漸く、俺の方へと顔を向けたみょうじさんは、感情の色が乗っていない瞳で俺を見た。だが、それも一瞬の事で、俺を見るやいつもと変わりない顔でからりと笑った。湿度を伴わない気持ちの良い笑顔…とでも言うんだろうか。だけどそれは、随分と扱い慣れた様子の作り笑いに見えた。

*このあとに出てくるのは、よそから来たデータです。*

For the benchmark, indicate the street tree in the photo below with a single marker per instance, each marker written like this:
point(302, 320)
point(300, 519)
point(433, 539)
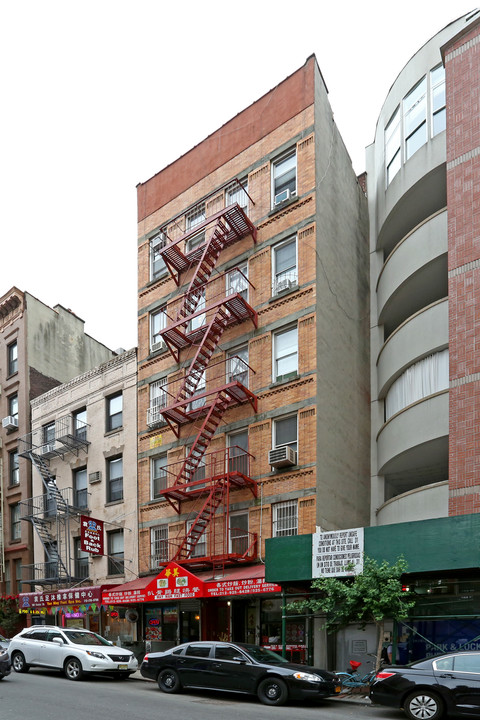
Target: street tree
point(373, 596)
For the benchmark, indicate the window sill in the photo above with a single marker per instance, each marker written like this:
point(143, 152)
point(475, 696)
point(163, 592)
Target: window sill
point(284, 380)
point(282, 206)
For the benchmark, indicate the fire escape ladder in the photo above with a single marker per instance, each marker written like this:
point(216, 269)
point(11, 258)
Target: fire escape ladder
point(197, 451)
point(201, 522)
point(53, 493)
point(202, 357)
point(204, 269)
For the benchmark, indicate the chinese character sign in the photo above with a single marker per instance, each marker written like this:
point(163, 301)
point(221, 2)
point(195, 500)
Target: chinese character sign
point(91, 535)
point(337, 553)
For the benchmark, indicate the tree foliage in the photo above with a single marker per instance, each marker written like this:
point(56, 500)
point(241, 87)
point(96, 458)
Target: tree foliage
point(372, 596)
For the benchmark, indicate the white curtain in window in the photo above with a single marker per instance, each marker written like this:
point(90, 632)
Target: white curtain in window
point(422, 379)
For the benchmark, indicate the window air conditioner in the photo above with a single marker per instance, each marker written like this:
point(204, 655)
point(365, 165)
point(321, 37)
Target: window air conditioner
point(282, 457)
point(94, 477)
point(283, 285)
point(281, 197)
point(10, 422)
point(156, 347)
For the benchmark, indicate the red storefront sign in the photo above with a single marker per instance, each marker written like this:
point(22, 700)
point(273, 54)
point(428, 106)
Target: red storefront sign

「三輪君がそんな顔しなくていいんだよ。お話、聞いてくれて有難うね。」


よしよし、と優しい手付きで甘やかす様に頭を撫でられる。恐らく、妹さんもこうやって撫でていたんだろう。
そう思うと、胸の辺りがやけに重たくなった様な気がして、今度こそ、今度こそ。この人の事を正しく守りたいと、強くそう思った。何から、と聞かれたら「全部から」と答えられるように。以前、掴まれそうで怖いからと言っていた、肩よりも上で切られている短い髪の毛先を指先で撫でた。


「わ、……ふふ、なあに?」
「髪、伸ばしたらどうだ。」
「うーん、でもなあ。」
「長い髪が好きなんだろ。」
「うん、でも、トリオン体で充分かなあ。」
「…もう誰にも掴まれたり何かしない様に、俺が傍に居る。」


だから、と、これではまるで懇願だ。結局、縋り付いてるのは俺の方なのだと思い知らされる。それでも、縋り付く俺の手を振り解けない事は知っているから、


「はは、じゃあ、格好良い事言ってくれた三輪君を信じて、伸ばしてみようかな。」


ぱちぱちと瞳を瞬かせてから眉尻を垂らして、少し不安そうな顔を浮かべながらも承諾してくれたみょうじさんの毛先を、軽く摘む。これから先、少しずつ伸びていくこの髪が、俺がみょうじさんを守れているという証明になるんだろう。